Expression of PgR and PP may differentiate “duodenal” GP from “duodenal” NET G1 [
16]. Assessment of 12 duodenal GPs showed that the epithelioid cell component in 11 (91.7%) were positive for PgR and PP. In contrast, duodenal NETs G1 were uniformly negative for PgR and PP expression. To date, no study has assessed the expression of PgR and PP in pancreatic GP. Interestingly, the immunohistochemical profile of PgR and PP expression in this patient were similar in the epithelioid cell component of the pancreatic GP and the NET, a result that may help in differentiating between pancreatic and duodenal GP. Further analysis is required to confirm the usefulness of PgR and PP expression in the diagnosis and differentiation of pancreatic GP.
Contrast-enhanced CT revealed differences in the contrast-enhanced patterns of GP in the pancreatic head and NET G1 in the pancreatic tail. FDG PET has been considered inadequate for the diagnosis of well-differentiated NETs due to their very slow growth [
21]. The GP in this case, however, exhibited high
18F–FDG uptake, indicating that
18F–FDG PET could be a practical tool for detecting pancreatic GPs or to differentiate pancreatic GPs from NETs.

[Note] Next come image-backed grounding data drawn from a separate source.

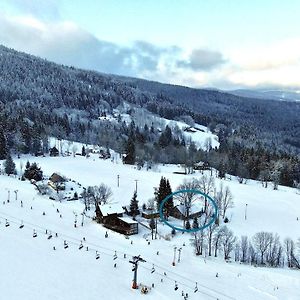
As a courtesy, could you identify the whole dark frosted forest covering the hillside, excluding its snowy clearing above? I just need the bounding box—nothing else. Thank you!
[0,46,300,187]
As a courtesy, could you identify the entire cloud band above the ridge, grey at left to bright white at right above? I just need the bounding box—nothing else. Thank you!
[0,11,300,89]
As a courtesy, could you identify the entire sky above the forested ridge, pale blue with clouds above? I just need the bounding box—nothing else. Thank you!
[0,0,300,90]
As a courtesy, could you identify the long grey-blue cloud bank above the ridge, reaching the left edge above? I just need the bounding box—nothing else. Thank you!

Several somatostatin analogs (SAs), including octreotide, lanreotide, and pasireotide, have been shown to have therapeutic benefits in patients with advanced pancreatic NETs [
18]. The effectiveness of SA therapy for patients with GPs is entirely unknown, as none of these patients to date has been treated with SA. The present study, along with a previously reported case of GP in the ampulla of Vater, showed that the epithelioid cell component was immunohistochemically positive for SSTR2A [
22], suggesting that SA therapy may have benefit GPs. Further study is warranted.
The co-occurrence of three distinct endocrine tumors in one patient suggests the possibility of a genetic predisposition in this patient. The genetic and biological backgrounds of this peculiar combination of three different endocrine neoplasms remain largely unknown. Although we found nothing indicating an inherited condition, the patient should be carefully monitored to allow for the early detection of other endocrine-related neoplastic lesions.
Conclusion
This report describes the fourth reported case of pancreatic GP. Compared with duodenal GPs, pancreatic GPs were larger and had a higher incidence of metastasis, suggesting a greater potential for malignancy. Therefore, the primary organ of GP may be an important prognostic factor.